8.3.4 Sequencing Methods

• DNA sequencing allows for the base sequence of an organism's genetic material to be identified and recorded
• Sequencing methods are continuously evolving and becoming faster. Advances in technology have allowed scientists to rapidly sequence the genomes of organisms
• Most sequencing methods used are now automated
• The data obtained from sequencing can be entered into computers with specialised programmes that compare the base sequences of different organisms

DNA sequencing

• All methods of DNA sequencing use dideoxyribose nucleotides
• A dideoxyribose molecule is very similar in structure to ribose molecules and deoxyribose molecules
  • It has one less oxygen atom than a deoxyribose molecule and two fewer oxygen atoms than a ribose molecule

The dideoxyribose molecule has a very similar structure to the other molecules although it does contain fewer oxygen atoms

• Dideoxyribose can form nucleotides in the same way that ribose and deoxyribose molecules do, by binding to a phosphate molecule and an organic base
• Dideoxyribose nucleotides can pair with deoxyribose nucleotides on the template strand during DNA replication
  • They will pair with nucleotides that have a complementary base

• When DNA polymerase encounters a dideoxyribose nucleotide on the developing strand it stops replicating. This is the chain-termination technique that is used for DNA sequencing

Once the dideoxynucleotide is added to the developing strand DNA polymerase stops the replication of the developing DNA strand to produce a DNA chain

Automated DNA sequencing

• Automated DNA sequencing makes use of the chain-termination technique
• A short length of DNA is chosen and inserted into a vector as a single strand of DNA
  • A primer is annealed to the start of the recombinant DNA

• During the incubation period, DNA polymerase is added to the recombinant DNA alongside a mixture of deoxyribose nucleotides (deoxynucleotides) containing all 4 bases
• Usually, DNA polymerase attaches to the primer and begins DNA replication of the single strand recombinant DNA
  • Hydrogen bonds form between the complementary bases on deoxyribose nucleotides

• However, a mixture of dideoxyribose nucleotides (dideoxynucleotides) are also present (containing all 4 bases)
• DNA polymerase can insert one of the dideoxynucleotides by chance which results in the termination of DNA replication
• When there is a sufficient ratio of deoxynucleotides to dideoxynucleotides complementary DNA chains of varying lengths are produced
  • These chains can vary in length from one nucleotide to several hundred nucleotides

• Each type of dideoxynucleotide is labelled using a specific fluorescent dye
  • Dideoxynucleotides with an adenine base (ddNA) are labelled green
  • Dideoxynucleotides with a thymine base (ddNT) are labelled red
  • Dideoxynucleotides with a cytosine base (ddNC) are labelled blue
  • Dideoxynucleotides with a guanine base (ddNG) are labelled yellow

• Once the incubation period has ended and the dideoxynucleotides have bound to their complementary bases the DNA chains are removed from the template DNA
• The single-stranded DNA chains are then separated according to size using a specific type of electrophoresis that takes place inside a capillary tube
  • This type of electrophoresis technique has a very high resolution.

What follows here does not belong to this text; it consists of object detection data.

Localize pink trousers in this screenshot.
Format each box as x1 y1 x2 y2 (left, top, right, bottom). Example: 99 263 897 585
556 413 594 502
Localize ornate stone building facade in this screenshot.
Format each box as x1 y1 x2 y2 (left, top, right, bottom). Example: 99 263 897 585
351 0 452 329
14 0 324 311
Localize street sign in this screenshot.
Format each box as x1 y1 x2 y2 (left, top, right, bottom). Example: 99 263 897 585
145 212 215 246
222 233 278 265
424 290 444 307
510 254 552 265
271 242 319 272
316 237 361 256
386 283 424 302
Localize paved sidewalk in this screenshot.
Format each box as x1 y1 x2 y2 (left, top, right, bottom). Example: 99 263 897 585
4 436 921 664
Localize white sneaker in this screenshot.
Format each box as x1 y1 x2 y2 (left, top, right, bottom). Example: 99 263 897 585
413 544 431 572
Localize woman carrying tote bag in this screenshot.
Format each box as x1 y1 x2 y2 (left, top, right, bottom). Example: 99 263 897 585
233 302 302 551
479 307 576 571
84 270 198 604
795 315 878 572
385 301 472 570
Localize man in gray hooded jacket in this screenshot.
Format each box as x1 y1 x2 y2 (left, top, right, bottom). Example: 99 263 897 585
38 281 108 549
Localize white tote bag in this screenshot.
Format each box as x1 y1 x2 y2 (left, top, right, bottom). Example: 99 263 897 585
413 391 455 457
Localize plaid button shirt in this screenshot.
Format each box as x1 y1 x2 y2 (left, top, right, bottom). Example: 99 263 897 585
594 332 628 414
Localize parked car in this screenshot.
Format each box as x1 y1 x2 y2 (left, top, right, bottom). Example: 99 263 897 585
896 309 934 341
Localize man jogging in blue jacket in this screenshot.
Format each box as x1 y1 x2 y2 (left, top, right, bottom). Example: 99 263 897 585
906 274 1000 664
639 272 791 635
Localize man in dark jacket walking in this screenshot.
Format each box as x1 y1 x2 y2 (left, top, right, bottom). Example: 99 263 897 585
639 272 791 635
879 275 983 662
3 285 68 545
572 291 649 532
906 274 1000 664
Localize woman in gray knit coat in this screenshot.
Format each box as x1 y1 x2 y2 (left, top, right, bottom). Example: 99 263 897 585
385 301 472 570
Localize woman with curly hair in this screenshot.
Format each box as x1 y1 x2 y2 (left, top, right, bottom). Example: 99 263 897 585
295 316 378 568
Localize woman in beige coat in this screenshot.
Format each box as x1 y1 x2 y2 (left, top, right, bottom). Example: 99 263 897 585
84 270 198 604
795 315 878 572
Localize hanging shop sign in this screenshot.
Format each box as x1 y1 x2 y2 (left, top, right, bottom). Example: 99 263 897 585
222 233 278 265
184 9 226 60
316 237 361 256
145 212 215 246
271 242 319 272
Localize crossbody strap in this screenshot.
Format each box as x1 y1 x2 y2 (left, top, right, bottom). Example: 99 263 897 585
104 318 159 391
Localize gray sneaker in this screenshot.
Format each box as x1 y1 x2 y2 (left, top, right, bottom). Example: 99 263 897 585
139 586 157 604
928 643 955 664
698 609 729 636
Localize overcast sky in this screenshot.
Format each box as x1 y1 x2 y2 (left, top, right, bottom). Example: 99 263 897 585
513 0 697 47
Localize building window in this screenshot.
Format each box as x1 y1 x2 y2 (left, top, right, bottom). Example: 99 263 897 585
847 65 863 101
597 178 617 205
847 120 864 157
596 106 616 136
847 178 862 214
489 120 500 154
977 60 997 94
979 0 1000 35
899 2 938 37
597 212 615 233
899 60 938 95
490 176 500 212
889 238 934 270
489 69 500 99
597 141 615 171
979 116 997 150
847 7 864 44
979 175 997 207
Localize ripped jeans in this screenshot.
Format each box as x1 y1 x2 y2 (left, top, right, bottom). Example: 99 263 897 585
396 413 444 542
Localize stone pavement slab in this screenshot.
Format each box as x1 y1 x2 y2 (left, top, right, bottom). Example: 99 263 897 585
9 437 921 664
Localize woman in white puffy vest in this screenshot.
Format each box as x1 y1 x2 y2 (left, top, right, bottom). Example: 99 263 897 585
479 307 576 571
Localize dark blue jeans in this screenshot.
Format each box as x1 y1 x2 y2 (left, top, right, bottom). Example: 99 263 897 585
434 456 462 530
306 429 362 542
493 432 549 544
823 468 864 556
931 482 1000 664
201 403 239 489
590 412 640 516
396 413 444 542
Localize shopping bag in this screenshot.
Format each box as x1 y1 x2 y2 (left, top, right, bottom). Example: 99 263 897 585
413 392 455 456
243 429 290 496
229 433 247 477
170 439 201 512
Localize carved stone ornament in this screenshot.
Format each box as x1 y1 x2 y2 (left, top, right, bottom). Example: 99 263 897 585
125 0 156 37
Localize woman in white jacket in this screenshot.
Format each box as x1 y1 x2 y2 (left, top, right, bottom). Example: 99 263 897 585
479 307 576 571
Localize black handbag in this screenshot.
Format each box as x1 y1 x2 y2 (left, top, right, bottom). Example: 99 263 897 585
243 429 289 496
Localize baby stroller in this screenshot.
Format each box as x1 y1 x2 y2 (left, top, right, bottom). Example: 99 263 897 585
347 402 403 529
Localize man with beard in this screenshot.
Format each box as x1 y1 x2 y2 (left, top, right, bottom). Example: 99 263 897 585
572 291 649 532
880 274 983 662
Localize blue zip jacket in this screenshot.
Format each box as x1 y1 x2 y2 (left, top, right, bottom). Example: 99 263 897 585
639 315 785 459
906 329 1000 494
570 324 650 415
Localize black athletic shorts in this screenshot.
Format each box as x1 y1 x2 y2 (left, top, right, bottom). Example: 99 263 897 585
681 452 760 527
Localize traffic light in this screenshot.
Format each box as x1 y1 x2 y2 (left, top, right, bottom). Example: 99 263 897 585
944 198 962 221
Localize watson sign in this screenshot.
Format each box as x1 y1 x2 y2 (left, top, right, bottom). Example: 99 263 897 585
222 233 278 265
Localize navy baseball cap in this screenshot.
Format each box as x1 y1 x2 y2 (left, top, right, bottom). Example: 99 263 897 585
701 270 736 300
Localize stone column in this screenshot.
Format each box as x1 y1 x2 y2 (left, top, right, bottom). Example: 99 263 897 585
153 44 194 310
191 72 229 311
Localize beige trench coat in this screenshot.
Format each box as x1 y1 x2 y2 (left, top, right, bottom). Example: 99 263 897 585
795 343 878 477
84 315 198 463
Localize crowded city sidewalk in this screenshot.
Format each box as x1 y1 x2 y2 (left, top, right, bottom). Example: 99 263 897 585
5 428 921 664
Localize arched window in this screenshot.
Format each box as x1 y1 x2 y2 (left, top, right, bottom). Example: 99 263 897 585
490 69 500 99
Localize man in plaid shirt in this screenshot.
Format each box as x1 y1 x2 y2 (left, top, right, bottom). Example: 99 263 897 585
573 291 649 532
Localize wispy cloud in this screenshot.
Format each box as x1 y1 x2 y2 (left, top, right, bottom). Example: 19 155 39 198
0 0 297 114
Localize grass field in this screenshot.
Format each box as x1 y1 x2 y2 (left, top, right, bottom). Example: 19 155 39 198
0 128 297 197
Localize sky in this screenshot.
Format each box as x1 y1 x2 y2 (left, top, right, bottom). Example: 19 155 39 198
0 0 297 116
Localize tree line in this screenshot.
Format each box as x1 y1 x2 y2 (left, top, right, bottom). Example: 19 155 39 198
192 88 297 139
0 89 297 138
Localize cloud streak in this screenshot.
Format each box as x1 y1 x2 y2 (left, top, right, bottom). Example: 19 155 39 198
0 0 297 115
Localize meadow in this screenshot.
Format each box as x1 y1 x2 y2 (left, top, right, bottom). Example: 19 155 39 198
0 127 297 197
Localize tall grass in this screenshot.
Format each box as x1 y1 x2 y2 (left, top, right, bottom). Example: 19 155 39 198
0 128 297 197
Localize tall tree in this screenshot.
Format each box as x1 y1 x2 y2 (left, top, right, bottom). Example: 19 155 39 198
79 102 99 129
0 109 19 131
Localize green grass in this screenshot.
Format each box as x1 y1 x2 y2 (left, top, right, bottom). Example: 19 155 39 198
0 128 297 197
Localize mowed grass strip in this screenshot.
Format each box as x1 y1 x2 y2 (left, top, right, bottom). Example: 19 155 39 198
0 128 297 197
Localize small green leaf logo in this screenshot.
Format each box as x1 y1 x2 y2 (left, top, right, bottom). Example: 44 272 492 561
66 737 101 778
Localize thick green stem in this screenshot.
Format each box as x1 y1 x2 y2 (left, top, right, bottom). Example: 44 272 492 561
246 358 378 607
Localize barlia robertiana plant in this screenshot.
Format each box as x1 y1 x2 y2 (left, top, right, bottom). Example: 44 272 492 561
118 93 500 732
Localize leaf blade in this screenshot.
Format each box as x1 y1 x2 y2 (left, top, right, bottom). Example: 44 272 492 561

It is capable of separating chains of DNA that vary by only one nucleotide in length

• A laser beam is used to illuminate all of the dideoxynucleotides and a detector then reads the colour and position of each fluorescence
• The detector feeds the information into a computer where it is stored or printed out for analysis
• An automated DNA sequencing machine can read roughly 100 different DNA sequences within 2 hours

The process of automated DNA sequencing. The sequence obtained is that of the developing DNA strand. It has a complementary sequence to the template strand that was inserted into the vector DNA.

Manual DNA sequencing

• Manual DNA sequencing follows a similar process to automated sequencing but there are some key differences:
  • A separate run is required for each type of dideoxynucleotide - ddNA, ddNT, ddNC and ddNG
  • The dideoxynucleotides are labelled using radioactivity instead of fluorescent dyes
  • After the incubation period, the four separate mixtures are added to separate wells in a gel and separated using gel electrophoresis
  • A Southern transfer is made using the electrophoresis gel and an autoradiograph is taken of the Southern transfer

Interpreting the results from manual DNA sequencing

• The DNA sequence can be interpreted using the autoradiograph
• Below each well there is a track of bands (DNA fragments) produced from DNA replication in the presence of each type of dideoxynucleotide (ddNA, ddNT, ddNC and ddNG)
• The band that moves the furthest distance is the smallest DNA fragment
• The smallest DNA fragment that can be formed from the chain termination technique is one nucleotide long so whichever track this band is present in determines the first base in the sequence of the developing strand
• The second smallest DNA fragment that has travelled the second furthest will determine the second base in the sequence and the third smallest DNA fragment that has travelled the third furthest will determine the third base in the sequence etc.

The base sequence of the test DNA can be read by identifying the distance each fragment has travelled, beginning with the fragment that has moved the furthest distance.